For files, date+Snake: 20240831Letter_to_Rodney.odt For variables, Screaming
camelCase for non-source-code files. I find camelCase faster to “parse” for some reason (probably just because I’ve spent thousands of hours reading and writing camelCase code). For programming, I usually just use whatever each language’s standard library uses, for consistency. I prefer camelCase though.
How about “cool file name”?
All my systems use modern file systems that are case sensitive and can contain any character except
/
and\0
.True. Linux, Android, Windows all have no problems
Using dots in a file though…
Using commands on that is still more annoying, so no way
not really
You can easily escape spaces with
\
and my modern shell (fish) suggests and completes filenames for me anyway, so i don’t have to type more than the first word in more than 90% of cases.Typing
\
in those cases instead of_
is super annoying.In my keyboard layout backspace is behind altgr.

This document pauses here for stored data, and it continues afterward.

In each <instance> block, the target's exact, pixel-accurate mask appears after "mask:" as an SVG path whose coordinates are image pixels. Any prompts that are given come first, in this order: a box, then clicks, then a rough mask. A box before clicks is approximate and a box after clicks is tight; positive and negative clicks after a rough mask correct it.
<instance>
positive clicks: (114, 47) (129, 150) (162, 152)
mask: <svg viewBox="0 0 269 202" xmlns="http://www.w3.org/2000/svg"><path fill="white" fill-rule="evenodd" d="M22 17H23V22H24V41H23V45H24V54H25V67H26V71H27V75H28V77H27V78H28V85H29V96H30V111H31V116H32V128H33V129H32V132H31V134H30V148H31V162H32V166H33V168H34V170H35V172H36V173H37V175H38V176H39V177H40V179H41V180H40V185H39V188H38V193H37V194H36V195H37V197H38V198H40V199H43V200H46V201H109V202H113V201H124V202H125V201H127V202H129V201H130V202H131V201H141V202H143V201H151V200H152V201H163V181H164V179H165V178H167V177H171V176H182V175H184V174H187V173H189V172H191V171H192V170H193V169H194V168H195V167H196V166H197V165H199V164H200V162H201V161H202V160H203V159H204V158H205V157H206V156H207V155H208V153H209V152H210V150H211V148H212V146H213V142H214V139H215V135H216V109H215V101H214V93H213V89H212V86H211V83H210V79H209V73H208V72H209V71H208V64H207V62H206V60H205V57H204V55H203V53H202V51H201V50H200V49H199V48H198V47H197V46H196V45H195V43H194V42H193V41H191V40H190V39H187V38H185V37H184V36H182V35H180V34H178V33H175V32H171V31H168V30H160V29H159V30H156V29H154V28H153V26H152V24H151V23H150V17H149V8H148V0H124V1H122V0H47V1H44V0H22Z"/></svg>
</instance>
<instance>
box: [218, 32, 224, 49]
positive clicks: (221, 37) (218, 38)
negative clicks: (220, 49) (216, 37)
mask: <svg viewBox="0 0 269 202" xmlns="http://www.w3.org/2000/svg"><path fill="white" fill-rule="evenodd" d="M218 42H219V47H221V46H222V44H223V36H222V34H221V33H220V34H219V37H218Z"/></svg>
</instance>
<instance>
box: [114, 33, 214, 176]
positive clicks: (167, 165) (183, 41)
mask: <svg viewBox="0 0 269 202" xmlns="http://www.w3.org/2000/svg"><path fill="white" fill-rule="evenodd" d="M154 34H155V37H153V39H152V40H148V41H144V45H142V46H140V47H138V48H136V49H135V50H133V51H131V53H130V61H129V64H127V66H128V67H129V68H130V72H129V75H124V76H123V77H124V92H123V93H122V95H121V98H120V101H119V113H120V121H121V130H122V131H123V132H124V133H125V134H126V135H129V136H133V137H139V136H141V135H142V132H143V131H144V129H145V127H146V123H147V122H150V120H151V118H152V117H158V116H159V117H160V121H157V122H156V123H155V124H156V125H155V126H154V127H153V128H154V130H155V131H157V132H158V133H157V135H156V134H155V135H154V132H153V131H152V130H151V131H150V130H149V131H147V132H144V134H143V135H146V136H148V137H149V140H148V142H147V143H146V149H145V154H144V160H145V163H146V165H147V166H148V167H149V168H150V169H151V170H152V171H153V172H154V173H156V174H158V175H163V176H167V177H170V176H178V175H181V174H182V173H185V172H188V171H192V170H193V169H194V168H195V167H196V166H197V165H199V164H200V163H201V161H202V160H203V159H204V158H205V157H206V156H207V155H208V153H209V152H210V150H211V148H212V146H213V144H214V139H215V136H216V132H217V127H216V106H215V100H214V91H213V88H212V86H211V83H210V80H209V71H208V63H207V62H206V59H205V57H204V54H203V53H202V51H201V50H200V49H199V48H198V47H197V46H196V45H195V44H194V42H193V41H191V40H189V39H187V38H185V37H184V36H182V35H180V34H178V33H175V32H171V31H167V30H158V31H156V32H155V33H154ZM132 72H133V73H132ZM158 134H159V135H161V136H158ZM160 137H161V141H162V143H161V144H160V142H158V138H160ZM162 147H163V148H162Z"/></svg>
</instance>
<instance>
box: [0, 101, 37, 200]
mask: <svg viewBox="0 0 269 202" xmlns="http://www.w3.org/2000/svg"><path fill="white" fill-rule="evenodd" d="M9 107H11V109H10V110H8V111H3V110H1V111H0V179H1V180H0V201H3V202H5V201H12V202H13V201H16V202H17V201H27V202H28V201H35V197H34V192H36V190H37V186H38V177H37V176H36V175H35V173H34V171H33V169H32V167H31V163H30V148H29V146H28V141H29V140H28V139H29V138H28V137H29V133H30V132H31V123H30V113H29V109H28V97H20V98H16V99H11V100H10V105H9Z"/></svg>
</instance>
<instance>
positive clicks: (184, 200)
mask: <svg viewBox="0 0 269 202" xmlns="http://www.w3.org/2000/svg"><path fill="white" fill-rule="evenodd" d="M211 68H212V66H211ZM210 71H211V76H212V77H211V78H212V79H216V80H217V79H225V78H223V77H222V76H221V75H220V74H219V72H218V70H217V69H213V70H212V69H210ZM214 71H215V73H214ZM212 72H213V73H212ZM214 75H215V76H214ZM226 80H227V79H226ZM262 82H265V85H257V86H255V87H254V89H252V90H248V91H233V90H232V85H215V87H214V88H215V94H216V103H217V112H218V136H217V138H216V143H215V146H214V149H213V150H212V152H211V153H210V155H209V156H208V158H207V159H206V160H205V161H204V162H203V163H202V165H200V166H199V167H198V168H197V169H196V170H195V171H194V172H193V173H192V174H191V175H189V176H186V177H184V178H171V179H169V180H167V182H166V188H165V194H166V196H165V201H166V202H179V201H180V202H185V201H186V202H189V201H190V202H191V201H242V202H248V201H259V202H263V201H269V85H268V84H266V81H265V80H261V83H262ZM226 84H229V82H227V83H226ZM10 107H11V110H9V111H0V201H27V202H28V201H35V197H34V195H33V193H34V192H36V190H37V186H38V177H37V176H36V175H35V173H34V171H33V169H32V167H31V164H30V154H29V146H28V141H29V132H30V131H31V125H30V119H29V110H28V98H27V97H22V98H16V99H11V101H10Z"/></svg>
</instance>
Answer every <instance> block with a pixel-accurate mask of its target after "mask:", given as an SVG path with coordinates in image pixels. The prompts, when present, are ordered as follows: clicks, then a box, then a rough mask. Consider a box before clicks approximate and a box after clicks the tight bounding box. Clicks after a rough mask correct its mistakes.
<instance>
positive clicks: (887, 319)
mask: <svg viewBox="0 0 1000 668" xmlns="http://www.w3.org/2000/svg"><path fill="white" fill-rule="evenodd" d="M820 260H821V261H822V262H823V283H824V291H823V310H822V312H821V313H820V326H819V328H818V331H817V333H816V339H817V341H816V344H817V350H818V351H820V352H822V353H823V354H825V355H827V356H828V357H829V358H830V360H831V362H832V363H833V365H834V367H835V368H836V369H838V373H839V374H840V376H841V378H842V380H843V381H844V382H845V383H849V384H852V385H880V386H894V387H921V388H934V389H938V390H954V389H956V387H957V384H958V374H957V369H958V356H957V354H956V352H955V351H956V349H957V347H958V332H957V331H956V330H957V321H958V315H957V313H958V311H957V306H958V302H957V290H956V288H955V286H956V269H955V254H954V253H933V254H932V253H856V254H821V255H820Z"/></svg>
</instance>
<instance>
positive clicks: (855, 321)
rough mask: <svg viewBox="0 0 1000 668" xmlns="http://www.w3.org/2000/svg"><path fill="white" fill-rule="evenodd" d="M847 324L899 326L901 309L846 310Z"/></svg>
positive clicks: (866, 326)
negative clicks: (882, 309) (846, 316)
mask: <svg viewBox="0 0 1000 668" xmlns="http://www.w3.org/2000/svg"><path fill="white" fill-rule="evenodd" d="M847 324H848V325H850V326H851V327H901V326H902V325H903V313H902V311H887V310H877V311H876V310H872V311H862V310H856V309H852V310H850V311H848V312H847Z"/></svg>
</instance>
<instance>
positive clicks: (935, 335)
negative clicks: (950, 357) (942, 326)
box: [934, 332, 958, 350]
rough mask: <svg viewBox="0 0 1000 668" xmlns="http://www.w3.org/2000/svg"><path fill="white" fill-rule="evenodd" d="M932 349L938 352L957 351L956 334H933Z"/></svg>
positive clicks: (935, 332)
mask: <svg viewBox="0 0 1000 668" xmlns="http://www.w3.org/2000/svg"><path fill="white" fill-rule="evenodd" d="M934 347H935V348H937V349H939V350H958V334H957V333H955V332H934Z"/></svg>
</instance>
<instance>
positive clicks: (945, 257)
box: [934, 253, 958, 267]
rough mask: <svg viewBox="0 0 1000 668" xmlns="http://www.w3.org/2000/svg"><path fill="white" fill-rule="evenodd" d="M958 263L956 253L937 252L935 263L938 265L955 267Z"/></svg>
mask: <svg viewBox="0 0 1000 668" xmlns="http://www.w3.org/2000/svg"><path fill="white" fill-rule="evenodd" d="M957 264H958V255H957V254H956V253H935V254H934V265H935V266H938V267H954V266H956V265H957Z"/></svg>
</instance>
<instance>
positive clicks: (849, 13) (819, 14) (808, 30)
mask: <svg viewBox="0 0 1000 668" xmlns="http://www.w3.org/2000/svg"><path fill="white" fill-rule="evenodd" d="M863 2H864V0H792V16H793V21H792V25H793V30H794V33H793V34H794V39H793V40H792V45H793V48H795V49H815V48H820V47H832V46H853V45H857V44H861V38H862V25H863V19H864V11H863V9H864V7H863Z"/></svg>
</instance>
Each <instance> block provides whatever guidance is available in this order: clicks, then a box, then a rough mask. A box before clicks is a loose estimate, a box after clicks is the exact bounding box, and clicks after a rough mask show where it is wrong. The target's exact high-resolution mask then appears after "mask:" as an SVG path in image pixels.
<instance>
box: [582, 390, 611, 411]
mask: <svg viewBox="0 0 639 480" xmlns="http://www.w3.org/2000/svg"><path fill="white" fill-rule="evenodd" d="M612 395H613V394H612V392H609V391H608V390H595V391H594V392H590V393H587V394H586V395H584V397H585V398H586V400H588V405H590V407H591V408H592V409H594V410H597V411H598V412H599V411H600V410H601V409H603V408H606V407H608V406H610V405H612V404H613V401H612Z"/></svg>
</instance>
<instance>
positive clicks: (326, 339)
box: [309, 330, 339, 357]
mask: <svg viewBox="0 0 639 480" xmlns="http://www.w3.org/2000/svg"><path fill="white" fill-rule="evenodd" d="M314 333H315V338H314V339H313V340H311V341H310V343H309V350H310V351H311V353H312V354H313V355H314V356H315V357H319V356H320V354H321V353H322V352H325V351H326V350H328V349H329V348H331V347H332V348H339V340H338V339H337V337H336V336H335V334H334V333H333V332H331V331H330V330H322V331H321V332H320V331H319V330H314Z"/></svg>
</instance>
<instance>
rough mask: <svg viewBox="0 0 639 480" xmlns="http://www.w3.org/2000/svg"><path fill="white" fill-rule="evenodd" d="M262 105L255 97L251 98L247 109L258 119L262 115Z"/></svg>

the standard keyboard layouts (qwerty, qwertz, etc.) are mostly trash
are there any good alternative keyboard layouts for your native language (finnish if im not mistaken)?
In Germany there is the Neo Family: Neo{,2}, NeoQwert{y,z}, Bone, Mine, … as well as offsprings of that, but I guess you need your diacritics: å ä and ö. While Neo layouts have these diacritics available, they are made for german, so only ä ö and ü are easily accessible.
Now do it with a for loop on every file in a dir with thousands of files
for i in path/to/dir/* dosomething_with_my_file $i end
where is the problem? fish shell doesn’t split arguments at spaces
$IFS splits files at spaces
IFS is a special shell variable in bash, ksh and POSIX shells that lets you configure how the shell splits words
by default it splits at spaces tabs and newlines
I use
fish
a shell that is intentionally not POSIX compatible. While it borrows some principles from Bash and POSIX, it simplifies a lot of things and removes most footguns. Words are split at new lines in fish, which admittedly can also cause troubles, but not nearly as often as in bash and other POSIXy shells.Wtf why would you intentionally not be POSIX compatible?